We’ve talked before about David Epstein’s wonderful book Range, which advises against premature specialization—in athletes, in kids, in intellectual development. It tends to be better, he writes, to pursue a wide variety of activities and build a base of competence than it is to be like Tiger Woods and dedicate yourself to golf at two years old.
But it’s important that the message of this book is not oversimplified. There undoubtedly must come a time, as Epstein points out for someone like Roger Federer, where you decide to commit to something and it becomes your thing. While you don’t want to do that too early, it’s important you don’t get to it too late either. Getting serious about becoming a Navy SEAL at age 40 is an exercise in futility.
Which is why it’s important that we also pass along the advice that David Brooks has for young people in The Second Mountain. “Get to yourself quickly,” he writes. “If you know what you want to do, start doing it.” It’s ironic that the rise of specialization for kids seems to have also coincided with an increasingly extended adolescence for many kids. Now everybody is told to go to college. Then encouraged to travel.

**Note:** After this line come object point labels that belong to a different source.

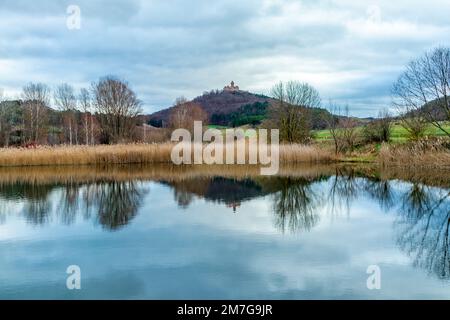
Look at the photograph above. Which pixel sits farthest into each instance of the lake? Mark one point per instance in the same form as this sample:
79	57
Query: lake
163	232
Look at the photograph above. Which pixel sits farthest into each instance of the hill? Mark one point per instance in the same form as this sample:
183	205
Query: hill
234	107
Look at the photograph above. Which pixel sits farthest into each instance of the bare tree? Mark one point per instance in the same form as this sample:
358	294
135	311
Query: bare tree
424	88
343	128
332	120
185	113
85	105
349	130
414	123
3	121
379	130
118	108
66	101
290	113
36	97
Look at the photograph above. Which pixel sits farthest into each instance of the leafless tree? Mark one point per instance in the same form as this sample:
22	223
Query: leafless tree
333	122
185	113
379	130
118	108
3	121
349	130
424	88
343	128
85	105
36	97
66	101
414	122
290	112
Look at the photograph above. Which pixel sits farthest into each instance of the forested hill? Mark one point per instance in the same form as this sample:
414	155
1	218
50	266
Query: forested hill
234	108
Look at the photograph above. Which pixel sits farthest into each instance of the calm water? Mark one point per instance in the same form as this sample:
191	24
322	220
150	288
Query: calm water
309	235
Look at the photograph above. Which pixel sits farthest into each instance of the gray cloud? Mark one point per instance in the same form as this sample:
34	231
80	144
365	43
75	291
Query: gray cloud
351	52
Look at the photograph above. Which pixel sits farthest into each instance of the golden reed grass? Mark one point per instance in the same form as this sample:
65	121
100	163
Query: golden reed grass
149	172
431	153
132	154
45	175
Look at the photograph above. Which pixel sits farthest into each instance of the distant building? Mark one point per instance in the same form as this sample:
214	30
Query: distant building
231	87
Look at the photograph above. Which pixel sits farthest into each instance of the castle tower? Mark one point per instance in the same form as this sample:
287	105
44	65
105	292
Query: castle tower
231	87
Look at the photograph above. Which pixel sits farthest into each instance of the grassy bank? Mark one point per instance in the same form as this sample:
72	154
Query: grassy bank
398	133
133	154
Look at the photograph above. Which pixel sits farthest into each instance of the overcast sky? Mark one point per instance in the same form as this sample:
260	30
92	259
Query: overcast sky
351	51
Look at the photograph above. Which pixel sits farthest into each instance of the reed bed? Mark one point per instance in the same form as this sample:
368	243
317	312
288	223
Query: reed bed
47	175
432	153
131	154
149	172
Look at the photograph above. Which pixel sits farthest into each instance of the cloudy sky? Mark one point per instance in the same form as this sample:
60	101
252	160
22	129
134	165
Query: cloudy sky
351	51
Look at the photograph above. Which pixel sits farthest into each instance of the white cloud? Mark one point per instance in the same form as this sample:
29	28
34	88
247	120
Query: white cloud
352	51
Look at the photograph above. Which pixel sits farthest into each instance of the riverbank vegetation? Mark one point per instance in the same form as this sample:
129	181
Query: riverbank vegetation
104	124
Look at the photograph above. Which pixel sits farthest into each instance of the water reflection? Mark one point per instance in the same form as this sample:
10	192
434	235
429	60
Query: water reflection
297	202
114	203
423	228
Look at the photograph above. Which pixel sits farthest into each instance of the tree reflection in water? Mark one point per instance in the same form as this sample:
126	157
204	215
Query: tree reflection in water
115	203
423	228
421	225
295	205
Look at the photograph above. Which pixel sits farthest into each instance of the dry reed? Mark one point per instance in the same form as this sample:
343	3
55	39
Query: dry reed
434	153
131	154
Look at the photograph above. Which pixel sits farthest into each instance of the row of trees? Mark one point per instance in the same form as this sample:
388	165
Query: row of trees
108	112
421	96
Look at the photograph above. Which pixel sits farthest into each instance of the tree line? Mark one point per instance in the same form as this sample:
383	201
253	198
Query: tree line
110	112
107	112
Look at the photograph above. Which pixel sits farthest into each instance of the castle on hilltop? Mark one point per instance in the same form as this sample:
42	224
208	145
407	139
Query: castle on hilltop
231	87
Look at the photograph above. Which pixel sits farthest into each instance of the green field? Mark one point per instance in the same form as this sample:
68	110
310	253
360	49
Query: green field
398	134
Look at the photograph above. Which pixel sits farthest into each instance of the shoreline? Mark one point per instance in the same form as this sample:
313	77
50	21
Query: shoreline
160	153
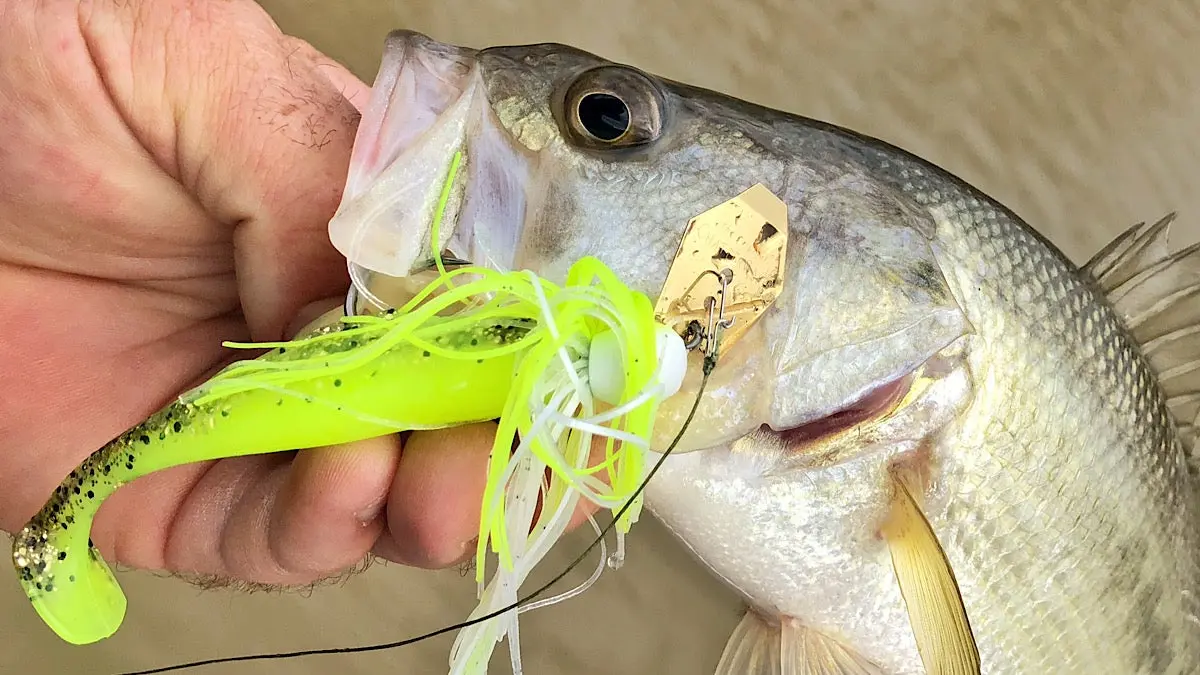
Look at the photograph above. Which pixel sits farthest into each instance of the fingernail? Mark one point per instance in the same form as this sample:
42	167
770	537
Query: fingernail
370	514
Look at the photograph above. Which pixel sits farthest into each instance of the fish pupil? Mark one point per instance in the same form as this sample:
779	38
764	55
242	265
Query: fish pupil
604	115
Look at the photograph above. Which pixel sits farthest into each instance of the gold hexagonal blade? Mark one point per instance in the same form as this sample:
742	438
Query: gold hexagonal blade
748	236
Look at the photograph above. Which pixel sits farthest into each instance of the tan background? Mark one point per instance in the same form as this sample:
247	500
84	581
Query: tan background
1084	115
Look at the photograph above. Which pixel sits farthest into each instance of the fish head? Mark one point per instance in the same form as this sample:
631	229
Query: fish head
567	154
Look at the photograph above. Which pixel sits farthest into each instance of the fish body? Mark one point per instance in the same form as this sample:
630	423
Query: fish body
936	382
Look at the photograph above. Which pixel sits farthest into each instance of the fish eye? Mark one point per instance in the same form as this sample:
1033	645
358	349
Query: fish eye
612	107
604	115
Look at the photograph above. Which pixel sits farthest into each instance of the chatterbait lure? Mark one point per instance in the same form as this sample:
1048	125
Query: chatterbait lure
483	345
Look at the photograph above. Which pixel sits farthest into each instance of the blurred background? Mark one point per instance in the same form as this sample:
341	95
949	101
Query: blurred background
1081	115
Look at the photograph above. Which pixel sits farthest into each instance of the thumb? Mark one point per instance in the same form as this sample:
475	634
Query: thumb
255	124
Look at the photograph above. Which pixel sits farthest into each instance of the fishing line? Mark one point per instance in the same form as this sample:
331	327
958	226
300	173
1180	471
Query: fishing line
709	363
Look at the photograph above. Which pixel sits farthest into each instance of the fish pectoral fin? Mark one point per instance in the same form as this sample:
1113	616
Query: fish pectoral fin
930	591
1157	294
757	647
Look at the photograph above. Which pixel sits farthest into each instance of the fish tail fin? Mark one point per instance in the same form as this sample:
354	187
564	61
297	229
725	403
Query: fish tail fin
69	584
787	647
1156	292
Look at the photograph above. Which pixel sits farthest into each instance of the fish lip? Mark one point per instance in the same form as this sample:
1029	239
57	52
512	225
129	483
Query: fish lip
424	106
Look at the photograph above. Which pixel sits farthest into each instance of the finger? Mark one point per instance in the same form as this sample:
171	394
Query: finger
435	503
288	518
255	124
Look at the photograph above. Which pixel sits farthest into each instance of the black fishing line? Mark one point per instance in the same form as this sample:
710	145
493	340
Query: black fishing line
709	364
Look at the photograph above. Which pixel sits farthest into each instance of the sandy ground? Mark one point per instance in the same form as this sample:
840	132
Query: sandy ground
1081	115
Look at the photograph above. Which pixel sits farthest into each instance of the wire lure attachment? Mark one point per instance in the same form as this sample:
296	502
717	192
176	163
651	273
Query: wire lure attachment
730	266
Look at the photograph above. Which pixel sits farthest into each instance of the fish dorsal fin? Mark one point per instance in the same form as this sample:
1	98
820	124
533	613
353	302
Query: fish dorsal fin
930	591
789	647
1157	294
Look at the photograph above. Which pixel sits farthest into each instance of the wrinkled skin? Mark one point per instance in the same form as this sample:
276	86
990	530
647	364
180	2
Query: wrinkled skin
921	324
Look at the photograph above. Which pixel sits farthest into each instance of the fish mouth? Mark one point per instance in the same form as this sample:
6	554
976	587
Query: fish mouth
873	405
427	108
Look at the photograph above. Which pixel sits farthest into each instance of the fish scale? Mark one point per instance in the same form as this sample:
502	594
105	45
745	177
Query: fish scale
942	448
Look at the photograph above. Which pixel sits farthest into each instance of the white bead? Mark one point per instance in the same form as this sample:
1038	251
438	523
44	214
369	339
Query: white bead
607	372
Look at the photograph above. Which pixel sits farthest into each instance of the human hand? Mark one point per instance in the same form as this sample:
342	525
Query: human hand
167	169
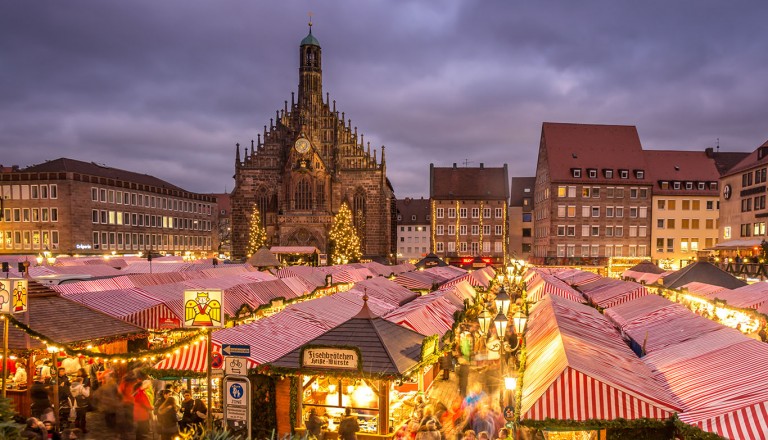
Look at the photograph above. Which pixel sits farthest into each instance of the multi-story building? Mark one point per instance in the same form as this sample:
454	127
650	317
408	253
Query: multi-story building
223	226
469	213
685	205
73	207
521	217
592	196
743	212
413	231
308	162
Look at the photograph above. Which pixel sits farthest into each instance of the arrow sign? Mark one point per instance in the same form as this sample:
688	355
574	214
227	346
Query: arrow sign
236	350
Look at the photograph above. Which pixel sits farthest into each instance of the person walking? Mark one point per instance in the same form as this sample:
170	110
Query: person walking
348	427
167	420
193	413
142	409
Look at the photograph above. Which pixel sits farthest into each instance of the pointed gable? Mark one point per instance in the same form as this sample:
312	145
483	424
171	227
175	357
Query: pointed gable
590	146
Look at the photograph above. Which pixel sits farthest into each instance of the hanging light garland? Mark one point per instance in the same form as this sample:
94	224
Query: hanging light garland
148	355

Then move to a new city. Date around, have flings. Try a handful of different jobs. People seem to be delaying getting serious about their lives…and then they wonder why they are falling behind, why they aren’t truly great at anything.
So this is the delicate balance you’ll have to figure out as you guide your kids through life. Don’t take options off the table too early…but don’t put off choosing forever. It’s great to be interested in lots of things…but you should still search for a true love. Don’t overly specialize…but if you have a calling, chase it!